Clinical Application of an AI-Driven Framework for Accurate Endometrial Thickness Measurement in Transvaginal Ultrasound.
Authors
Affiliations (5)
Affiliations (5)
- Department of Medical Imaging, The First Affiliated Hospital of Jinan University, Guangzhou, China; Department of Ultrasound Medicine, Shenzhen Guangming District People's Hospital, Shenzhen, China.

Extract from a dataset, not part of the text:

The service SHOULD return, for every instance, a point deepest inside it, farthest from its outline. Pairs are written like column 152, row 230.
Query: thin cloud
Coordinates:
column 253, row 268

- National-Regional Key Technology Engineering Laboratory for Medical Ultrasound, School of Biomedical Engineering, Health Science Center, Shenzhen University, Shenzhen, China; Marshall Laboratory of Biomedical Engineering, Shenzhen University, Shenzhen, China; Medical UltraSound Image Computing (MUSIC) Lab, School of Biomedical Engineering, Shenzhen University, Shenzhen, China.
- Department of Ultrasound Medicine, Shenzhen Guangming District People's Hospital, Shenzhen, China.
- Shenzhen RayShape Medical Technology Co., Ltd, Shenzhen, China.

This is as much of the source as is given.